Je suivais un sentier qui s’enfonçait, avec cent replis capricieux, au cœur des plus profondes futaies. Autour de moi, pas un chant d’oiseau, pas un craquement d’écorces, pas même le bruit de mes pas sur le sable doux qui traçait une ligne grise parmi les touffes embrunies des fougères. On eût dit que les bises avaient émigré au loin et que jamais plus elles n’oseraient troubler, de leurs rumeurs âpres, la majesté du silence qui régnait sur cette solitude recueillie.

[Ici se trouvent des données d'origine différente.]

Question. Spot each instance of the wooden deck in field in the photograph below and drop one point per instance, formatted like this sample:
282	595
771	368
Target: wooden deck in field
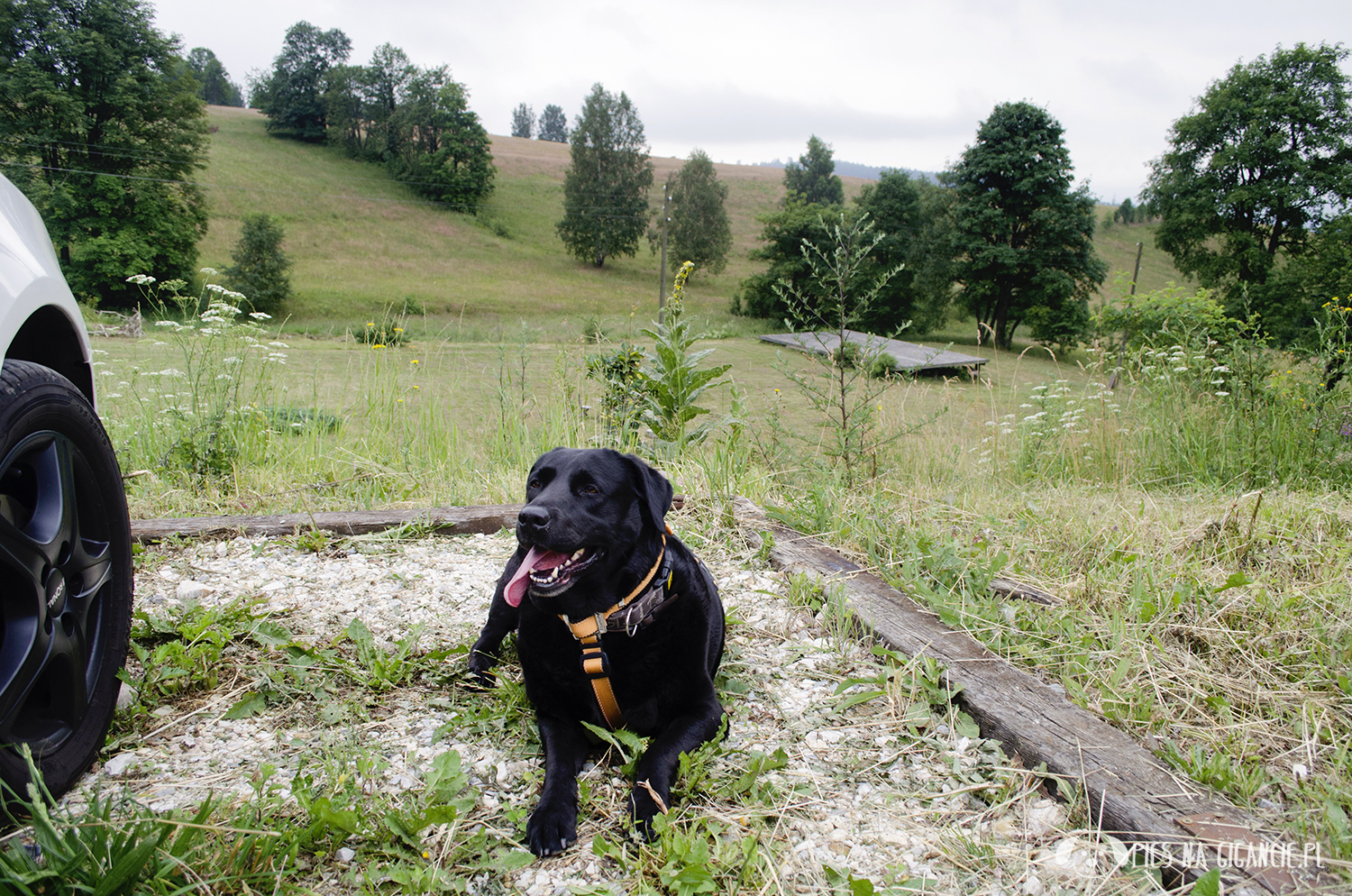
908	356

« Or mon âme, si comprimée lorsqu’il me faut subir les hommes, se dilatait à l’aise au contact des arbres fraternels. L’arome salubre des grands bois se mêlait au parfum de l’oraison que les effluves du Paraclet faisaient naître en elle. Je me sentais tout près du cœur de Jésus-Christ.
« Bientôt cette effusion muette — dont la féconde richesse ne saurait s’exprimer par les vocables beaucoup trop indigents de la terre — se tourna vers les morts. Fut-ce le souvenir de leur commémoration, célébrée peu de jours auparavant, qui m’influença ? Je ne sais ; mais il arriva que, tout à coup, la forêt me devint le symbole du peuple des fidèles. Plus encore : elle était les fidèles. Ce n’était point par comparaison que cette idée s’imposait à mon esprit. Non, je percevais réellement l’ensemble des arbres comme une humanité sanctifiée. Ensuite, à chaque seconde, sans que nul souffle eût agité les frondaisons, une feuille s’en détachait, petite lueur d’or pâle dans l’air bleuâtre, papillonnait lentement, puis descendait s’abattre, avec un murmure triste, sur le sol. Et l’intuition m’était donnée que c’était une âme qui, sortant de l’Église militante, prenait sa place dans l’Église souffrante…
« Un grand nombre de personnes habituées à réduire la part du surnaturel au plus strict minimum, me jugeraient halluciné. Mais ceux qui voient, parfois, le monde autrement que comme dans un miroir, me comprendront parce qu’ils n’ignorent pas que, pour les contemplatifs, les choses visibles ne sont que l’enveloppe mouvante et transparente des choses invisibles. Ils savent aussi que ce don de Dieu est compensé par de terribles épreuves dans la vie intérieure. Tu pratiques sainte Térèse et saint Jean de la Croix ; tu saisis donc pourquoi ils ont tellement raison de dire qu’il ne faut pas porter envie aux privilégiés de la Grâce illuminative.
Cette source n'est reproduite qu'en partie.